Bakkers and colleagues conducted an analysis on 297 patients who  underwent CRS-HIPEC between 2005 and 2017, of whom 177 (60%) received mitomycin C for their intraperitoneal chemotherapy, while 120 (40%) had oxaliplatin.

The results, recently published in the European Journal of Surgical Oncology , show no significant difference between the two groups. Median overall survival was 30.7 months in the mitomycin group vs 46.6 months in the oxaliplatin group (P = .181), and on multivariable analysis no influence of intraperitoneal drug on survival was observed (adjusted HR, 0.77; 95% confidence interval 0.53 - 1.13), the team reported.

At 3 years, the overall survival rate was 44.7% in patients treated with mitomycin C and 53.5% for those given oxaliplatin.
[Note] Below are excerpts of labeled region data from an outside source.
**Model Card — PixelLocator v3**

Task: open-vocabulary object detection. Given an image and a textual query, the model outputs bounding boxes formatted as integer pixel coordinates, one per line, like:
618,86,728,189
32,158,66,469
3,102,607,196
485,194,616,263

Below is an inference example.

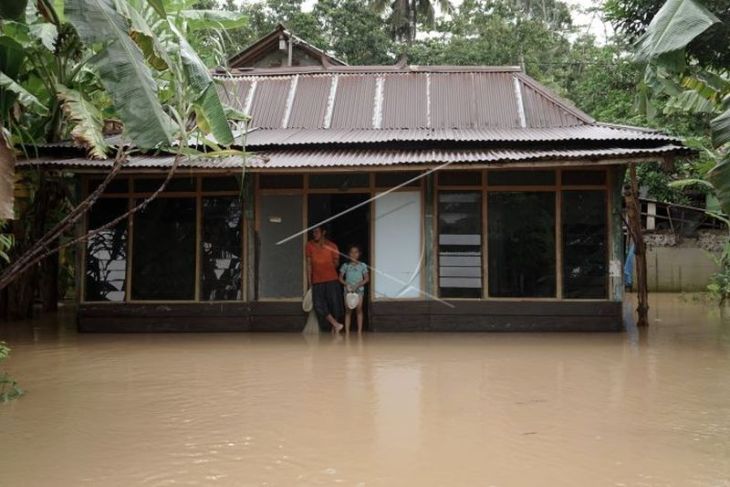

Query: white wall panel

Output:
372,191,423,298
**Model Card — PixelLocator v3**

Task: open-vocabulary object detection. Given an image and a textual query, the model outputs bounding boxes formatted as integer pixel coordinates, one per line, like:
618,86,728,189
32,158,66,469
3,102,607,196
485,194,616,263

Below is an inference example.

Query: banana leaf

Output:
56,84,109,159
0,71,48,113
169,22,233,145
66,0,174,148
707,154,730,215
636,0,720,61
710,108,730,147
180,10,247,31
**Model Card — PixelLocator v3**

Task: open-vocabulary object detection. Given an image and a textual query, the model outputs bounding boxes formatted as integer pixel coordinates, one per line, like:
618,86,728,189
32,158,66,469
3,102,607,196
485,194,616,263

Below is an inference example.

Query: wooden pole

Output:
626,164,649,327
0,124,15,220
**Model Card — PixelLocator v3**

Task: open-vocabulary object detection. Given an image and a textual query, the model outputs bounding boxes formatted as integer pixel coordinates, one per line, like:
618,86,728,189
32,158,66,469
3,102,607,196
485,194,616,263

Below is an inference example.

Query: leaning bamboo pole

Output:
626,164,649,327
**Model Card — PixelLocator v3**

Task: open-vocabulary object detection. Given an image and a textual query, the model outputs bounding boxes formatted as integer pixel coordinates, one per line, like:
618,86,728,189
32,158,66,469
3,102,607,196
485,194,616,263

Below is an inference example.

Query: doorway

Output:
307,193,372,330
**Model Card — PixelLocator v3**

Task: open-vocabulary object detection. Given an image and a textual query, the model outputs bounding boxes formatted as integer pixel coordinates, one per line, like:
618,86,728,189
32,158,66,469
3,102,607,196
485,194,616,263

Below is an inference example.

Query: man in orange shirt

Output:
305,226,344,333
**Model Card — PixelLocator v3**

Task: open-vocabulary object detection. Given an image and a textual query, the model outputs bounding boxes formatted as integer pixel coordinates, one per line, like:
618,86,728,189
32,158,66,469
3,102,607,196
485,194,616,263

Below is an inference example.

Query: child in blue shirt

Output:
340,245,370,334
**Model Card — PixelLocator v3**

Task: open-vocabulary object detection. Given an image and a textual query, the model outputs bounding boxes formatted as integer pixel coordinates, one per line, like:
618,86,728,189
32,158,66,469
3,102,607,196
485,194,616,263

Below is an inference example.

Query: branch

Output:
0,151,184,290
0,146,127,290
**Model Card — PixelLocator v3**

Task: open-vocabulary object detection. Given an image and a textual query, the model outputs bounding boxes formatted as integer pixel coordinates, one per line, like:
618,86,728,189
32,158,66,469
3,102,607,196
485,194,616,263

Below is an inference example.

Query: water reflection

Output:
0,296,730,486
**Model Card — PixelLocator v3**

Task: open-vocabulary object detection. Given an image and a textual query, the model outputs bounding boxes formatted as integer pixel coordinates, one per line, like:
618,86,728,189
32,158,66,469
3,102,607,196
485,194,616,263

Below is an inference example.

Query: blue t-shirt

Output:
340,262,368,293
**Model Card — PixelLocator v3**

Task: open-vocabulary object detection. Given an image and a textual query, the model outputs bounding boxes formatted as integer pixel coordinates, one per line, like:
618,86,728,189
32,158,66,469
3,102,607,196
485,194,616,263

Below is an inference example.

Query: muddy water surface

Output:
0,297,730,486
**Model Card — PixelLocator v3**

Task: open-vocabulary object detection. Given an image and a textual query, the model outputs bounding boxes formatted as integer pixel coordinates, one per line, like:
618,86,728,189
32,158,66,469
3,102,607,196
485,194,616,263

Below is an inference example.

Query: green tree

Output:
312,0,393,64
0,0,249,314
603,0,730,70
371,0,451,44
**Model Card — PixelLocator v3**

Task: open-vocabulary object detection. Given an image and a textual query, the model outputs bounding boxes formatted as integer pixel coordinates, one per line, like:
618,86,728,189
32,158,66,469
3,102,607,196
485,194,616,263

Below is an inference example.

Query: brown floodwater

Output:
0,296,730,486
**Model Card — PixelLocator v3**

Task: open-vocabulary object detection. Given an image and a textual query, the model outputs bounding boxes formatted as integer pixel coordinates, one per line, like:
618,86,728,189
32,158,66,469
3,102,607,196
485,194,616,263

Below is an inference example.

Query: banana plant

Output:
636,0,730,214
0,0,246,289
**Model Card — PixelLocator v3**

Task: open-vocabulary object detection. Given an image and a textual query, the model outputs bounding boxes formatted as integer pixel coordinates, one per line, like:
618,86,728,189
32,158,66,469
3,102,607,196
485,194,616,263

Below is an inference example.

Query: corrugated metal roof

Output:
330,75,376,129
250,78,291,128
381,74,429,129
287,76,332,128
246,125,680,148
213,66,593,129
17,144,688,170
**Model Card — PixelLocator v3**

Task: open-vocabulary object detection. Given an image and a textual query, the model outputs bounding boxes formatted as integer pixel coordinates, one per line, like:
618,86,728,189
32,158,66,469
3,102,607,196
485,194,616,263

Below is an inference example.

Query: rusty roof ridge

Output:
594,121,664,134
213,64,520,79
515,70,596,124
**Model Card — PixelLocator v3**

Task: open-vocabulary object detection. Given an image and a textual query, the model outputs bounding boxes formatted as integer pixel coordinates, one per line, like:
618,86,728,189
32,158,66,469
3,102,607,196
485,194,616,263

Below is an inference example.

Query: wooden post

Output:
0,124,15,220
626,164,649,327
423,174,438,299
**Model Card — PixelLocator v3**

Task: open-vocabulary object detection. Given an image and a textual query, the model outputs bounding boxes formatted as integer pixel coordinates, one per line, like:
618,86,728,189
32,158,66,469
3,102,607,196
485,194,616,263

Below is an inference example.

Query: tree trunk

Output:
626,164,649,327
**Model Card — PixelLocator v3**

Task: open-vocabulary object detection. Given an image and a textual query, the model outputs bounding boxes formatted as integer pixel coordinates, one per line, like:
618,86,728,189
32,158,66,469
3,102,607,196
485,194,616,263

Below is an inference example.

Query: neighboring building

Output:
22,27,687,331
228,24,346,69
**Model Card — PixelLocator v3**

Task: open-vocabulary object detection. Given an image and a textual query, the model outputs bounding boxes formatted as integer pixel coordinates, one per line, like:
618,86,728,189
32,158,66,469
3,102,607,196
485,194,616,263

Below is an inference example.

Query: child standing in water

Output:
340,245,370,333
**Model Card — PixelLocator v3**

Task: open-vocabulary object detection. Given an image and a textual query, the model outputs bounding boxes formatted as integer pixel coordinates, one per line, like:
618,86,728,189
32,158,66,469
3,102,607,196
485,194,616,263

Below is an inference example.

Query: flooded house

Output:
19,28,686,332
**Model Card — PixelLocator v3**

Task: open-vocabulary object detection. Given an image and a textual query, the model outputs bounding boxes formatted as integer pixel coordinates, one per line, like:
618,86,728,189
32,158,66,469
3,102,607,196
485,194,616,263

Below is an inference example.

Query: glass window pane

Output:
438,191,482,298
372,191,423,299
132,198,195,301
487,171,555,186
375,171,421,188
85,198,129,301
562,171,606,186
562,191,608,298
203,176,241,192
258,194,305,298
487,192,555,297
200,197,243,301
89,178,129,194
309,172,370,191
438,171,482,186
259,174,304,189
134,177,195,193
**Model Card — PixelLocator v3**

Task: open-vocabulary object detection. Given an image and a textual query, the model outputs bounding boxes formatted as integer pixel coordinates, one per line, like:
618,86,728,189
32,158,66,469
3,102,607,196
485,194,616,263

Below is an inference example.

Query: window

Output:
85,198,129,301
438,191,482,298
487,171,555,186
132,198,195,301
89,177,129,194
438,171,482,186
487,191,556,297
200,197,243,301
372,191,423,298
258,194,305,298
203,175,243,192
562,191,608,298
562,170,606,186
134,177,195,193
309,172,370,191
259,174,304,189
375,171,421,188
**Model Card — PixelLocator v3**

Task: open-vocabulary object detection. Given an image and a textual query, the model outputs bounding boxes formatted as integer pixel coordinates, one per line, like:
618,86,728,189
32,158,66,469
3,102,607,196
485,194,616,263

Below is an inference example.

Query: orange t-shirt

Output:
305,240,340,284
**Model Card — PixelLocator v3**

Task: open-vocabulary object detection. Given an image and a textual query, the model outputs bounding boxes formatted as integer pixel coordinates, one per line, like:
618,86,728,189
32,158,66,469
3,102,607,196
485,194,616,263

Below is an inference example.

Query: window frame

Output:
432,166,614,302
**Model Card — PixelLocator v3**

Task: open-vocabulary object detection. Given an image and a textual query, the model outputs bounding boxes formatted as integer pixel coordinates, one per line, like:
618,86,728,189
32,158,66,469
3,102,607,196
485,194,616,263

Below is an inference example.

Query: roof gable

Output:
213,66,594,129
228,24,346,69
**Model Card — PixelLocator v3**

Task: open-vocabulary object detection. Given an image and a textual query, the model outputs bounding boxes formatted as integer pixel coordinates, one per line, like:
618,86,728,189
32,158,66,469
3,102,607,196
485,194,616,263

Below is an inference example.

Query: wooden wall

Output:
78,300,623,333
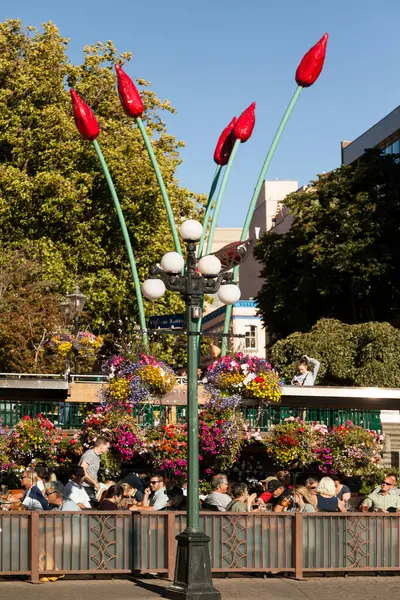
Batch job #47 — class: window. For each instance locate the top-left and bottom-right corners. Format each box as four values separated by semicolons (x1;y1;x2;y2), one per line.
244;325;257;350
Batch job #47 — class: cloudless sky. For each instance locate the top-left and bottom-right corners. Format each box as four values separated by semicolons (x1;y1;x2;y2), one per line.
0;0;400;227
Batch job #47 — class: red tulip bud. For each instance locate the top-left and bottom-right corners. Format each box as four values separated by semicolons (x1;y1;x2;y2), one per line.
71;88;100;141
296;33;328;87
115;65;144;117
232;102;256;142
214;117;236;166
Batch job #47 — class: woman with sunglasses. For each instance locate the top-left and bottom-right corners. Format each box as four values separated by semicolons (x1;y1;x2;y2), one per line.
304;477;318;496
361;473;400;512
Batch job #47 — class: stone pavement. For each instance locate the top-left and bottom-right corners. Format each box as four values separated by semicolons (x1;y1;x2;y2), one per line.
0;575;400;600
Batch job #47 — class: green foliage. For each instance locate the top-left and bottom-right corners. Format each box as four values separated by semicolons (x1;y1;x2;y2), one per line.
270;319;400;387
255;150;400;337
0;20;203;368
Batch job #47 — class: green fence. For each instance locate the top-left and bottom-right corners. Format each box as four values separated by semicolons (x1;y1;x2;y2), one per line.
0;400;96;429
0;400;382;432
176;406;382;432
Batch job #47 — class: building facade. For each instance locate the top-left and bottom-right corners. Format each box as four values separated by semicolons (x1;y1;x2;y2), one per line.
341;106;400;166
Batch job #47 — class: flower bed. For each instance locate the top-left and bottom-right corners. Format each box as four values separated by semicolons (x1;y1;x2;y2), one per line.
205;352;282;403
101;354;176;406
264;417;383;477
43;331;104;358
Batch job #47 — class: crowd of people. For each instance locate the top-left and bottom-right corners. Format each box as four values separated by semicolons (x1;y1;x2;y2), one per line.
1;438;400;513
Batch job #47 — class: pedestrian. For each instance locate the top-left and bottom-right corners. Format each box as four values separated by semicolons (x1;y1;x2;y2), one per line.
98;485;123;511
361;473;400;512
291;354;321;386
304;477;318;504
203;474;232;512
225;483;257;512
44;483;81;512
64;467;92;509
331;474;351;502
292;485;317;512
79;437;110;502
317;477;346;512
21;470;49;510
267;479;292;512
140;475;168;510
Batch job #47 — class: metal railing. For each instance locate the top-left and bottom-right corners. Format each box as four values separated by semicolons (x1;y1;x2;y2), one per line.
0;511;400;582
0;400;382;432
0;400;97;429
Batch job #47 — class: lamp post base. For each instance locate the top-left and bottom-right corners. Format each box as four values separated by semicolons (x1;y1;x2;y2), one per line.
165;530;221;600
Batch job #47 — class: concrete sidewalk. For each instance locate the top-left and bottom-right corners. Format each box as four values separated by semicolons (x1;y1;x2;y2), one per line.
0;576;400;600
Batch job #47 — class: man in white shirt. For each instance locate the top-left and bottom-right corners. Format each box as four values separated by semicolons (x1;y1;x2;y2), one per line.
139;475;168;510
64;467;91;509
204;474;232;512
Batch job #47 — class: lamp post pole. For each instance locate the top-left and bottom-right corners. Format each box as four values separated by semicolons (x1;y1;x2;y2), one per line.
142;220;240;600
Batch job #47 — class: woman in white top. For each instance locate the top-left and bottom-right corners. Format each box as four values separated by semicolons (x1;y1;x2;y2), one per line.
293;485;317;512
291;354;321;386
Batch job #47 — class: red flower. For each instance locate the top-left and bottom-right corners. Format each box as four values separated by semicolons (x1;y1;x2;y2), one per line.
115;65;144;117
232;102;256;142
214;117;237;166
71;88;100;141
296;33;328;87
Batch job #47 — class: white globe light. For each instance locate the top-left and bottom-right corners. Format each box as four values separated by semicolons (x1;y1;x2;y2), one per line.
179;219;203;242
142;279;165;300
161;252;185;273
218;283;240;304
197;254;221;277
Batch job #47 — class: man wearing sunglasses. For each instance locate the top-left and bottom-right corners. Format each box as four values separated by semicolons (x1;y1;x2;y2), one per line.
140;475;168;510
361;473;400;512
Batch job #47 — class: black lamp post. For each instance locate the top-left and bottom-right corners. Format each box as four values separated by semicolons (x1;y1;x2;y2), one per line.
60;285;87;375
142;220;240;600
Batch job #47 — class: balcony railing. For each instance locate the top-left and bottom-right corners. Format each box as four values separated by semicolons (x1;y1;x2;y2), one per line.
0;511;400;582
0;400;382;432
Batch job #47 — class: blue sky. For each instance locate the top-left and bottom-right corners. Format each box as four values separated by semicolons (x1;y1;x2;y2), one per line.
0;0;400;227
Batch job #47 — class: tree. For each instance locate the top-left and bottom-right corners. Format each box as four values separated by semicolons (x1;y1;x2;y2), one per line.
0;20;202;356
270;319;400;387
255;150;400;336
0;246;65;373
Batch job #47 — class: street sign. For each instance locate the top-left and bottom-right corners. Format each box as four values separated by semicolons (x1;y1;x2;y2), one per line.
149;314;184;329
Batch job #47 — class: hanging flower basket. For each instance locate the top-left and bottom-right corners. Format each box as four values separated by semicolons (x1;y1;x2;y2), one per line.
43;331;104;358
102;354;176;406
205;352;282;403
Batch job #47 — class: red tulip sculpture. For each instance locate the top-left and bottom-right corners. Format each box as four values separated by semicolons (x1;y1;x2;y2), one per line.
115;65;182;254
222;33;328;356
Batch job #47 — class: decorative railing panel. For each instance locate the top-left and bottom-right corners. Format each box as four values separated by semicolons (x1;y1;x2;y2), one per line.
39;511;132;573
0;512;31;575
302;513;400;571
0;511;400;582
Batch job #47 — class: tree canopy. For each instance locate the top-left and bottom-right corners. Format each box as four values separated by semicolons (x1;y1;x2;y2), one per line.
255;150;400;337
0;20;202;370
270;319;400;387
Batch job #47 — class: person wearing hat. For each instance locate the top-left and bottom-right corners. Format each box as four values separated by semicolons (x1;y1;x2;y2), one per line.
64;467;92;509
266;479;290;512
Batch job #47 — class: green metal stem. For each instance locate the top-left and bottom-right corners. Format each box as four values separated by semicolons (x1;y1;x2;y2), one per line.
197;165;222;258
206;140;241;254
186;299;200;533
221;86;303;356
197;140;241;346
93;140;149;349
136;117;182;254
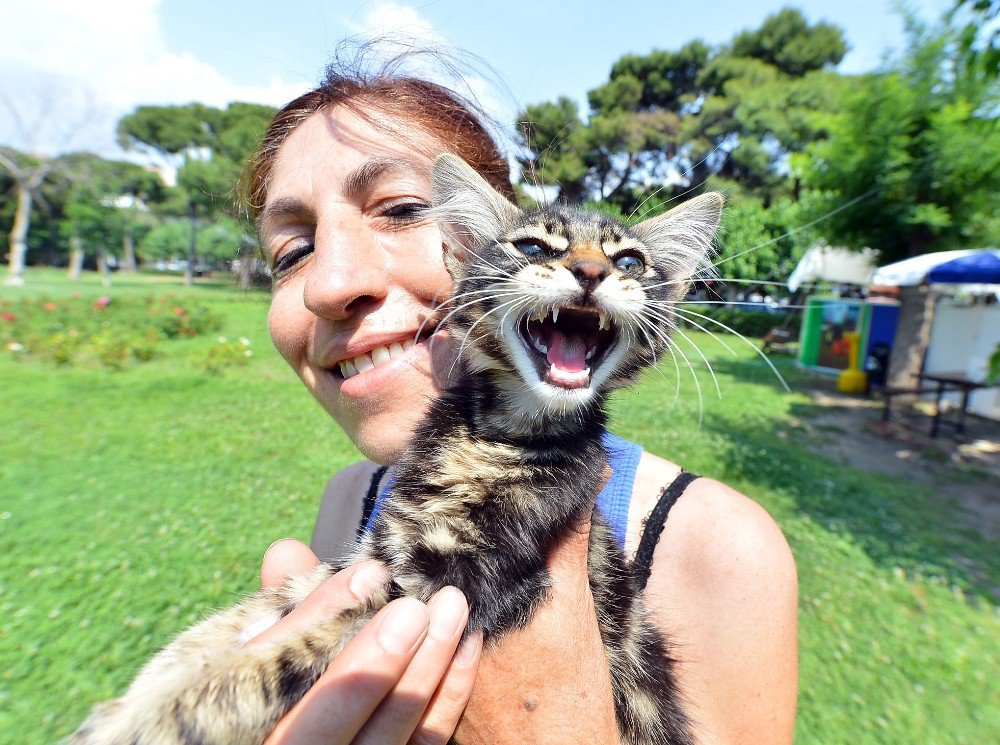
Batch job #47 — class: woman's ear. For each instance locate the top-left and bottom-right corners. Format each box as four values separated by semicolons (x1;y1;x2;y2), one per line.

While acknowledging that there were limitations to their study, Bakkers said that "this is the first study to investigate the effects of mitomycin C vs oxaliplatin in a nationwide data registry."

She also noted that, as all the patients were treated in line with the Dutch HIPEC protocol, there was a large degree of homogeneity in the cohort.

"I think we can conclude that both oxaliplatin and mitomycin C are justified as chemotherapeutics during HIPEC for colorectal peritoneal metastases, as no overall survival benefit could be shown for one regimen over another," Bakkers concluded.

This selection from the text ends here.